Everyone knows that if you want to go on a great vacation, it’s not enough to simply choose your destination. You have to also plan the journey—how you will get there, where you will stay, what you will do…or your dream vacation may fall flat.
The same is true of marriage. The destination of a marriage is not determined by were we want to be, but by the steps we take to get there.
Every Christian couple I know wants a great marriage. But not every Christian spouse is willing to make the commitments that lead to that destination. These five, in particular, can set a positive direction for your marriage:
1. Commit to the Lord
The foundation for any strong relationship is first having a relationship with God through Christ. But it doesn’t end there. It is a decision to live surrendered to the Lord and fully committed to obey whatever His Word says.
I beseech you therefore, brethren, by the mercies of God, that ye present your bodies a living sacrifice, holy, acceptable unto God, which is your reasonable service.—Romans 12:1
Think of it this way: every decision that makes you a good Christian also makes you a good spouse.
A husband who loves God will also love and serve his wife. A wife who loves God will love and have a sweet spirit toward her husband.
Walking with God makes you a better spouse. So commit to making your walk with Him the highest priority of your life.
2. Commit to the Permanence of Marriage
Marriage was never designed to be a “let’s see if we like it” proposition. It’s not a 50/50 agreement in which each person is required to keep their end of the bargain for the other to stay invested. It is a 100/100 commitment that each spouse makes to the Lord and to the other.
Wherefore they are no more twain, but one flesh. What therefore God hath joined together, let not man put asunder.—Matthew 19:6
(If you have suffered through the tragedy of a divorce, you understand better than anyone how painful the severing of a marriage is. I thank the Lord for His grace and for how He heals broken hearts. I don’t want to make you feel condemned, but to encourage you regarding your current marriage.)
Determine that regardless of the mountains and obstacles you encounter on your journey (and they will come), you are fully committed to the permanence of your marriage.
3. Commit to Solving Conflicts
When it comes to conflict in any relationship, people tend to gravitate toward one of two responses: pretending it doesn’t exist or blowing it out of proportion. Neither helps solve the conflict.
The best relational resolutions are not found by ignoring the problem or proving a point.

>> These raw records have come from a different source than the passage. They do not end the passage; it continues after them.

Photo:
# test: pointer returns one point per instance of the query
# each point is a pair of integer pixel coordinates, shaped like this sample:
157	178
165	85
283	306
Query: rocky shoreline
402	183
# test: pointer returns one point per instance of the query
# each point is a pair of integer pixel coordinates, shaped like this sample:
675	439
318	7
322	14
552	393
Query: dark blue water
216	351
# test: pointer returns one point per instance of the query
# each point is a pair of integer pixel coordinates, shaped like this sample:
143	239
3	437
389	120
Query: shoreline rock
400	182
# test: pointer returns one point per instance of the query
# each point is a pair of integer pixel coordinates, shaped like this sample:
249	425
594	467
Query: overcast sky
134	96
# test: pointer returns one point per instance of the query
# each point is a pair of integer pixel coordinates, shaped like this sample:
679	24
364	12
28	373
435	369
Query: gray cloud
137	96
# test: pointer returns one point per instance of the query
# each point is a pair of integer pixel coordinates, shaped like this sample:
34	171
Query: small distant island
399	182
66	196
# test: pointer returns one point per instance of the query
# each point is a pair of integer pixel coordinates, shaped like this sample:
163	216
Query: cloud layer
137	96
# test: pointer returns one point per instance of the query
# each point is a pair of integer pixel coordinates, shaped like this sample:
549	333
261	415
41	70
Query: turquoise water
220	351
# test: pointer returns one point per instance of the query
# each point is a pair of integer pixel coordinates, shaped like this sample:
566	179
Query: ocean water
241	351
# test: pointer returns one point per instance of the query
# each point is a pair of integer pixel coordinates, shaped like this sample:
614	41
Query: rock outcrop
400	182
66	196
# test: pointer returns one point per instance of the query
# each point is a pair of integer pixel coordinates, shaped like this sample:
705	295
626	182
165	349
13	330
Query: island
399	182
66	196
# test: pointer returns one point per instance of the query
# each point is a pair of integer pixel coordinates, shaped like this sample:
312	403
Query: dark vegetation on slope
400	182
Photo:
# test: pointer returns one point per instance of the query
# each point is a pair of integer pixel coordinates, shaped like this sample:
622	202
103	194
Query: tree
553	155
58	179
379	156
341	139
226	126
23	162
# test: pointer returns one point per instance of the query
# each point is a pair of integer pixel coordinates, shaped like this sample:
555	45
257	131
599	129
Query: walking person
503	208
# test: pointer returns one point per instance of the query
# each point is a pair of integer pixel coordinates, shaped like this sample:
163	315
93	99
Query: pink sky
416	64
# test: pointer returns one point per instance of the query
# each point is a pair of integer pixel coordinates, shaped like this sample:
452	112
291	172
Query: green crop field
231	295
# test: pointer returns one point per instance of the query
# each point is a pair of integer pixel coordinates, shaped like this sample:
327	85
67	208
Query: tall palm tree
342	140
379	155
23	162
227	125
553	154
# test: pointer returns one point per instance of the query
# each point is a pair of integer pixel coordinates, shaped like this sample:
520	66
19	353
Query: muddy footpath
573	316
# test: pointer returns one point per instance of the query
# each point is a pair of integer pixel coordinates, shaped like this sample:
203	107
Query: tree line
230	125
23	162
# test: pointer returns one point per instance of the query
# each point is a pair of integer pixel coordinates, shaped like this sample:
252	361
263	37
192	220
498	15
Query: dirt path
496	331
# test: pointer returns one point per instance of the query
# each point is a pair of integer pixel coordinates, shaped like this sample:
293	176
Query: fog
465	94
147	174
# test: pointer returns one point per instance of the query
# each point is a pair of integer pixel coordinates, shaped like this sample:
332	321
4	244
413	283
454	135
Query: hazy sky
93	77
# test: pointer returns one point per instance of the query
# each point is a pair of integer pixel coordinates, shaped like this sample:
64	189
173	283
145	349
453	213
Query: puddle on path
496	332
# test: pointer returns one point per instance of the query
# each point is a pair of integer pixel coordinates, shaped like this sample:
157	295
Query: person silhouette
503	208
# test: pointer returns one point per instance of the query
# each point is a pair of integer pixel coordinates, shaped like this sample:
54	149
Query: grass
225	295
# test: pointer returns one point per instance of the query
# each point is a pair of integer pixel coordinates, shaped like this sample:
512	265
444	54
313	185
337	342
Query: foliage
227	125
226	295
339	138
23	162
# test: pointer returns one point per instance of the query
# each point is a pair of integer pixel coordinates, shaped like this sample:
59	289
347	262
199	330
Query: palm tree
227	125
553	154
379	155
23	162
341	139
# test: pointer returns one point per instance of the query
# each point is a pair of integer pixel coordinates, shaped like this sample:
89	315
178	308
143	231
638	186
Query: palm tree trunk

They are found by caring more about the relationship than the problem, seeking to understand more than to be understood, and carefully working through misunderstandings with a desire for restitution.
Let all bitterness, and wrath, and anger, and clamour, and evil speaking, be put away from you, with all malice: And be ye kind one to another, tenderhearted, forgiving one another, even as God for Christ’s sake hath forgiven you.—Ephesians 4:31–32
4. Commit to Getting Help when Needed
Have you ever been with someone who was lost but refused to admit it or ask for directions? (Okay, I stand guilty as accused.)
But here’s the thing—when you are the one who doesn’t want to ask for directions, you think you’ll be okay. But when you are the one traveling with the person who doesn’t want to ask for directions, it’s hard to enjoy the journey.
Terrie and I made a commitment during our engagement that if either of us ever felt we needed marriage counseling, we would both seek help together. And there has been a time or two through the years that we have done this—not because our marriage was on the brink of collapse, but because we wanted to both enjoy the journey.
Where no counsel is, the people fall: but in the multitude of counsellors there is safety.—Proverbs 11:14
The way of a fool is right in his own eyes: but he that hearkeneth unto counsel is wise.—Proverbs 12:15
5. Commit to Serving God Together
It’s easy to develop an inward focus. It’s easy to look so intently at yourself and your marriage that you get frustrated with the journey.
God didn’t make us to serve ourselves, but to serve Him and the body of Christ. One of the best ways to find joy is to serve the Lord by serving others. And, best of all, you can do this together.
In fact, one of the purposes of marriage is to reveal Christ’s love. (See Ephesians 5:25–33.) So look for ways to demonstrate His love to others. Visit a widow from your church, make cookies for your neighbors and invite them to church, invite another family over for dinner…find a ministry you can both enjoy doing together.
As we have therefore opportunity, let us do good unto all men, especially unto them who are of the household of faith.—Galatians 6:10
Take the Next Step
Remember that the destination of your marriage isn’t defined by what you want it to be, but by the steps you take to get there.
So, don’t just dream about having a great marriage journey; make the commitments to pursue one.